Europe : les signalements d'exploitation sexuelle d’enfants transmis par les entreprises technologiques chutent soudainement de 46 %. Il est grand temps de parvenir à un accord politique dans le débat sur l’e-privacy.

Europe : les signalements d'exploitation sexuelle d’enfants transmis par les entreprises technologiques chutent soudainement de 46 %. Il est grand temps de parvenir à un accord politique dans le débat sur l’e-privacy.

janv. 21 2021

Le Conseil de l'UE, la Commission européenne et le Parlement européen n'étant pas parvenus à un accord sur la dérogation temporaire à la directive « Vie privée et communications électronique », le code européen des communications électroniques est entré en vigueur le 21 décembre 2020. Cette directive empêche les fournisseurs de services en ligne, y compris les médias sociaux, de rechercher de manière proactive des contenus et des comportements illégaux tels que des images d'abus sexuels sur mineurs et le « grooming ». Les négociations vont bientôt se poursuivre, mais aujourd'hui, le mal est déjà fait. À la fin de l'année dernière, Facebook, entre autres, a décidé de désactiver plusieurs outils permettant de détecter ce type de contenu pédopornographique dans l'Union européenne. En trois semaines, depuis l'entrée en vigueur des nouvelles règles, le NCMEC (Centre national américain pour les enfants disparus et exploités) a constaté une chute significative du nombre de signalements d'exploitation sexuelle sur les plateformes de médias sociaux - d'environ 46 % !

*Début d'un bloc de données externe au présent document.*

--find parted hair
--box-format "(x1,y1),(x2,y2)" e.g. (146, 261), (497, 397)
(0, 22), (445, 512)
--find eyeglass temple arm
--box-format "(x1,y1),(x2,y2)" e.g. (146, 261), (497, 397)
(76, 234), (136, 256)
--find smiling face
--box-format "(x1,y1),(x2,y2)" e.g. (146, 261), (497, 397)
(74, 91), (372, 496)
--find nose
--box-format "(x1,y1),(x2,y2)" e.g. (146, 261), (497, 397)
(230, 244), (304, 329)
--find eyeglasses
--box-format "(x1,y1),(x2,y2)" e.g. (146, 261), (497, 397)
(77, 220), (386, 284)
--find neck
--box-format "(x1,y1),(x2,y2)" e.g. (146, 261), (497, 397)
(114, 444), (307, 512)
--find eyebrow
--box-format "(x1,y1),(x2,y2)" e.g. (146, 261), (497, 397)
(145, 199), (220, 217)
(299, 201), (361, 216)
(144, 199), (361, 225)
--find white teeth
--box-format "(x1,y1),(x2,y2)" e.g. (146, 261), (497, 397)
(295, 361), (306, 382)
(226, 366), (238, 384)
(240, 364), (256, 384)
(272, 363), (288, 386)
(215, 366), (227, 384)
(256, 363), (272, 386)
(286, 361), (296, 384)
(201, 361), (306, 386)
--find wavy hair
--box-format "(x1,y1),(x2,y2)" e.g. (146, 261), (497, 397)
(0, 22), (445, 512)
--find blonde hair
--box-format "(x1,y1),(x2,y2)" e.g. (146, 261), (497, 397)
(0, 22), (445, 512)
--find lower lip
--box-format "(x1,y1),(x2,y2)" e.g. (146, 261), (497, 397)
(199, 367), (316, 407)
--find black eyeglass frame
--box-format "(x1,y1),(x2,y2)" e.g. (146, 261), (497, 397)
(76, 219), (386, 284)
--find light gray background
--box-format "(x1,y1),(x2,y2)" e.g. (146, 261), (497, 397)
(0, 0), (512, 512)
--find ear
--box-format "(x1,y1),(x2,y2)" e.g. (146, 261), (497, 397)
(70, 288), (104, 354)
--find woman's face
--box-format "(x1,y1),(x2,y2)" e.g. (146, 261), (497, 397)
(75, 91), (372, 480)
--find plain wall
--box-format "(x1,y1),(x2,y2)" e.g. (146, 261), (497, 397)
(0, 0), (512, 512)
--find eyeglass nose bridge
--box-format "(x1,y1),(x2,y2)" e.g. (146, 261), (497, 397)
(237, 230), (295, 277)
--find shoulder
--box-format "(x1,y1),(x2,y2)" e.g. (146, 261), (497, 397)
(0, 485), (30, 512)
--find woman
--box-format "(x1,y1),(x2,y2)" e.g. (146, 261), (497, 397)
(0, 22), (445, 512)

Ces chiffres sont très inquiétants et suscitent de nombreuses préoccupations chez Child Focus et ses partenaires.

« Child Focus voit le nombre de signalements d'images d'abus sexuel d’enfants et de grooming augmenter chaque année. Rien qu'en 2020, nous avons enregistré une augmentation de plus de 50 % de dossiers de grooming. En ce qui concerne les images d'abus sexuels sur mineurs, nous avons reçu 2056 signalements, soit une augmentation de près de 50%. Il ne s'agit là que de la partie émergée de l'iceberg, car de nombreux fichiers restent cachés ou dissimulés sur le dark web, et c’est sans compter les signalements provenant directement des médias sociaux. La plupart des entreprises technologiques étant situées aux États-Unis, celles-ci doivent signaler ce contenu illégal au NCMEC, et il s’agit de dizaines de millions d'images par an. Mais si les plateformes de médias sociaux ou d'autres fournisseurs de services en ligne ne sont pas en mesure de rechercher de manière proactive ce matériel ou ce comportement illégal à l'aide de la technologie, ces abus resteront cachés, et les victimes et les auteurs inconnus. Aujourd'hui, nous tirons la sonnette d'alarme : un accord européen doit être trouvé au plus vite. La dérogation temporaire à la directive « Vie privée et communications électroniques » doit être adoptée afin que les entreprises technologiques puissent continuer à nous soutenir dans la lutte contre l'exploitation sexuelle en ligne de mineurs. Sans leur aide, nous perdrons ce combat et les enfants resteront sans protection dans un monde numérique où l'abus et l'exploitation sexuels prévaudront », a déclaré Heidi De Pauw, Directrice de Child Focus.